Annalise narrows her eyes. “Why?” she asks. “What’s wrong?”
“Well,” he says, motioning the radio, “the news is reporting that Winston Weeks is missing.”
The bag that Annalise is holding slips from her hand to thump on the sidewalk, one white sneaker tumbling out of its box and under the car.
“Missing how?” I ask. “Missing dead or missing run away?”
“Not sure,” Quentin says. “They found his car torched nearthe railway, his house tossed. It’s feeding into the narrative of powerful men being hunted.”
Annalise laughs sharply. When I turn to her, she shrugs. “I bet they’re scared,” she explains. “All those men around the country, scared to walk out their doors. I wonder if they hold keys between their fingers when they cross a parking lot now.”
“Can you please just get in the car?” Quentin asks. “I have two gallons of milk back here because Jackson made me buy five different boxes of cereal since he didn’t know which one Mena wanted.”
Although I’m angry with Jackson for leaving without telling me, the mention of him buying me cereal is so annoyingly sweet.

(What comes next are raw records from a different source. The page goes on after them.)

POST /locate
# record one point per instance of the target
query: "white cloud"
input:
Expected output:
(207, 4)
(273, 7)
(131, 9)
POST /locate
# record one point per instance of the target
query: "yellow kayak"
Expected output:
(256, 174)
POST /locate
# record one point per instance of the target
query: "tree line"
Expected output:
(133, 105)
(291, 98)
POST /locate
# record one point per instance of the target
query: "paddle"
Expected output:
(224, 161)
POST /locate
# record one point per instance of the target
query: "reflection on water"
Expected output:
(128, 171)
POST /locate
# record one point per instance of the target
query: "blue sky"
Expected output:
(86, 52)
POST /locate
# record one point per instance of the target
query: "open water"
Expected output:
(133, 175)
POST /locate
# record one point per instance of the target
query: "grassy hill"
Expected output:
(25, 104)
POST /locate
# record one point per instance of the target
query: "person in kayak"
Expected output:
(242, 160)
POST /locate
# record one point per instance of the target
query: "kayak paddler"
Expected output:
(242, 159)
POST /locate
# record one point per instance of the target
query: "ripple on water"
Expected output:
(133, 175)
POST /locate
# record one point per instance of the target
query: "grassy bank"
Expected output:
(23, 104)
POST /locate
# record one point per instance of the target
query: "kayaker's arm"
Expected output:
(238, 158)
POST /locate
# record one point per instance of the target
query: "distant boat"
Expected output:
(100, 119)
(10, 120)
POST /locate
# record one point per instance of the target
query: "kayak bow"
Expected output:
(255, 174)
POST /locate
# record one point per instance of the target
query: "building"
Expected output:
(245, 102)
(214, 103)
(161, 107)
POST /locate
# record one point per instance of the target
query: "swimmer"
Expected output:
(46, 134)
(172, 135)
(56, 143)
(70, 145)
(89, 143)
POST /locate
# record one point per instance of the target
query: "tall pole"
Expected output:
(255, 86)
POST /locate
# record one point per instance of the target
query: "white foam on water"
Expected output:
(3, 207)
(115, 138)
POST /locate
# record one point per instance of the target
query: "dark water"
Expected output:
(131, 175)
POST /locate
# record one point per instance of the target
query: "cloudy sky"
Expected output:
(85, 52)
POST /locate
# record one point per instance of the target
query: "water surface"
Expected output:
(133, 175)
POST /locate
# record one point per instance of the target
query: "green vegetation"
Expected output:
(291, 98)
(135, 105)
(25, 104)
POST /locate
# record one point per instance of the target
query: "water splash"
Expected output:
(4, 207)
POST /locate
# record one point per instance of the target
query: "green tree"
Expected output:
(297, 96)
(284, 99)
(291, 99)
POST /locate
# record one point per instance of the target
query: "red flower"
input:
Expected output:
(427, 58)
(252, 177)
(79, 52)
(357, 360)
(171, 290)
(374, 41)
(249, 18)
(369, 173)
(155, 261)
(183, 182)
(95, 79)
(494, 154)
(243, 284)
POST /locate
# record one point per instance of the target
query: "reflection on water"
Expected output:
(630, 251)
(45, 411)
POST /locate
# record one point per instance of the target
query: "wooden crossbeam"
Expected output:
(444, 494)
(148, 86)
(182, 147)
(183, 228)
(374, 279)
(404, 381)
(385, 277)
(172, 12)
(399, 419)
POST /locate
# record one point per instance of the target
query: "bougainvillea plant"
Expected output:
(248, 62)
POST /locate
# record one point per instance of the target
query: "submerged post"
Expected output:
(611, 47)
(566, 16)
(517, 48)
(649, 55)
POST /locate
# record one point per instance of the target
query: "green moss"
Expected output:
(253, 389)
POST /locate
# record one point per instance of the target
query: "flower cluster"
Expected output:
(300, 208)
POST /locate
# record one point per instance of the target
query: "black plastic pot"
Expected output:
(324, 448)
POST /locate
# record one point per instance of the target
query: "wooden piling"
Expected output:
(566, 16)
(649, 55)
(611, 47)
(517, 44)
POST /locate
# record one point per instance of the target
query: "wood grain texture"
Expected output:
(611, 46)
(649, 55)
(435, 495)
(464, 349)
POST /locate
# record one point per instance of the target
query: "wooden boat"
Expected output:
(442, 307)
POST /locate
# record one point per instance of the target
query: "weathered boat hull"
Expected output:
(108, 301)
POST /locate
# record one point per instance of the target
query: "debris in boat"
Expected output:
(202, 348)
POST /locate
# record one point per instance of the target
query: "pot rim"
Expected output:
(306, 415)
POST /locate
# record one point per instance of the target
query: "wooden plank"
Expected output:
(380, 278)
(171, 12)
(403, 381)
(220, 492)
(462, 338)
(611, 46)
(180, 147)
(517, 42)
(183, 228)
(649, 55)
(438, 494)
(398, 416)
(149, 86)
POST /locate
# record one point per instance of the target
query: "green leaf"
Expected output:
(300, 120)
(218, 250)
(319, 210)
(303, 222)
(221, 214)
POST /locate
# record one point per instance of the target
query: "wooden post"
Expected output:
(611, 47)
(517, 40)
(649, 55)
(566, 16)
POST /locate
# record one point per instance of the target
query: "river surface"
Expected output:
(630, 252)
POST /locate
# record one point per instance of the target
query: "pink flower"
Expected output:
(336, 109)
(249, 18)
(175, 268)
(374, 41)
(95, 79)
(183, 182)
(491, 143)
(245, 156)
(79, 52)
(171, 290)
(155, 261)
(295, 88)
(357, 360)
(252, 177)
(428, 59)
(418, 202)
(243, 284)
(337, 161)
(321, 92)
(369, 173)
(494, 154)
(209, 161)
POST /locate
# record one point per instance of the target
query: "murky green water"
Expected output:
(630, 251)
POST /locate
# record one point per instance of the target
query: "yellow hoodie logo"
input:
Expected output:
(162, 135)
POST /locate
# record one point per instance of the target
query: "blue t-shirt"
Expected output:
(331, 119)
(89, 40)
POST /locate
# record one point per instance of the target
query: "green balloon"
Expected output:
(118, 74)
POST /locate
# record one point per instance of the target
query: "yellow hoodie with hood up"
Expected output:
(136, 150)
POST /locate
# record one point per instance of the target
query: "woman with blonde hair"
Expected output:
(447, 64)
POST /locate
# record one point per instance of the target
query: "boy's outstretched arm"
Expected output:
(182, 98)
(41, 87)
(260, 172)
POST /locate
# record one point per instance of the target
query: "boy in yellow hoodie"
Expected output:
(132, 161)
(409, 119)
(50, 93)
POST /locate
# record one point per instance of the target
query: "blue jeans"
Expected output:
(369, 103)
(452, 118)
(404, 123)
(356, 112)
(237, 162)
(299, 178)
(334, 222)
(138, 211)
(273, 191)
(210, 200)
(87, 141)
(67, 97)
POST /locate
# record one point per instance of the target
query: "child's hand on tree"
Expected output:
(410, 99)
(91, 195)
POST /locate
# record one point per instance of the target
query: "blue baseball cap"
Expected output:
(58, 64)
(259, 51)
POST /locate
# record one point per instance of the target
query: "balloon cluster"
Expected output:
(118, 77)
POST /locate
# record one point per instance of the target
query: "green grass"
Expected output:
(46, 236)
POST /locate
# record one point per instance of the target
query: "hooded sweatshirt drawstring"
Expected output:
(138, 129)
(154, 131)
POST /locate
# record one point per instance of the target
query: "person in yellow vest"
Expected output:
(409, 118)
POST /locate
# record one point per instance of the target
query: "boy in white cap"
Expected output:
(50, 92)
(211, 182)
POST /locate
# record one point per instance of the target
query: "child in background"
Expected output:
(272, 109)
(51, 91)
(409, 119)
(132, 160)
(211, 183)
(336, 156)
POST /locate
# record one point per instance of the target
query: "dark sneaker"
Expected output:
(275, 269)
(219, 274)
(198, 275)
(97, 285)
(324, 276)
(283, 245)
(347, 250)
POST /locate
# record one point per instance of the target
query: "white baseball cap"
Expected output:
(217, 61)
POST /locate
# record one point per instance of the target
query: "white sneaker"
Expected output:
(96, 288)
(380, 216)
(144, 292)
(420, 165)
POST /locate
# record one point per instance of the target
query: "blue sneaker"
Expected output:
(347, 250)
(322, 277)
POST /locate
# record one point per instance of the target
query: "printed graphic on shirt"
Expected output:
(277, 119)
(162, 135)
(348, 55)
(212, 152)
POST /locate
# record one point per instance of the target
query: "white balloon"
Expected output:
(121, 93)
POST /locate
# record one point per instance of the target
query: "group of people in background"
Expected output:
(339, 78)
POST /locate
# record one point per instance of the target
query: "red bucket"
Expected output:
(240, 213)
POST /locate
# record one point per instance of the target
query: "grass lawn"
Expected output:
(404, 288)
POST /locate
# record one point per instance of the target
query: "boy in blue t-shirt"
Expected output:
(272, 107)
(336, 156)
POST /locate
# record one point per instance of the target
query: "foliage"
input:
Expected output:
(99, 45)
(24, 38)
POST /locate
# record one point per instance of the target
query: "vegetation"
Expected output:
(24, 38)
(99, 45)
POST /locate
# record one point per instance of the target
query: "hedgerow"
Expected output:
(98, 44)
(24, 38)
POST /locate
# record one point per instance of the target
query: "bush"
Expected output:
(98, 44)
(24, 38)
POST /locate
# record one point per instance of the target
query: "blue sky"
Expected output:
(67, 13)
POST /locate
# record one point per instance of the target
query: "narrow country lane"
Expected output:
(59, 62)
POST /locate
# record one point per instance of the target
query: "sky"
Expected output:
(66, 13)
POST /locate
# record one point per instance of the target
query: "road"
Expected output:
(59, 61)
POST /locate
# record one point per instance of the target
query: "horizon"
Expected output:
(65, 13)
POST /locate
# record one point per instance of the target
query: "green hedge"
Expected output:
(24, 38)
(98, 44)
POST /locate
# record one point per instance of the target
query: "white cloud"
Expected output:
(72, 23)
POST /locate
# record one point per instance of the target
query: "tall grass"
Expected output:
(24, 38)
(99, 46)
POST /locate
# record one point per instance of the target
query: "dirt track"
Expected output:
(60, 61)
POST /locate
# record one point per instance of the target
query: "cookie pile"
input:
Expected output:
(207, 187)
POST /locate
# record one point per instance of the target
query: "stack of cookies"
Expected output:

I wouldn’t have gone with him to Denver, but maybe he didn’t want to tell me how much his father’s death bothered him. After all, Demmy Casey was an investor. Jackson probably didn’t want to put me in that situation.
And considering I left him in a hospital bed when I ran off to Connecticut, I’m not really in a place to judge him right now.
Annalise picks up her sneaker from under the car, tosses it into the bag, and jogs around to get in the passenger seat. I climb into the back, surveying the groceries. Nothing fresh, no fruit and no vegetables. But there are, indeed, five kinds of cereal, every one of which I like.
“Your hair looks great, by the way,” Quentin tells me, meeting my eyes in the rearview mirror. “Jackson wanted me to make sure I told you that. And it actually does, so… good job.”
I smile. “Thanks. I just sat there, but I’m glad you like it.”
“No, it’s nice,” he says. “You look like… You look more like you. Whatever that means.”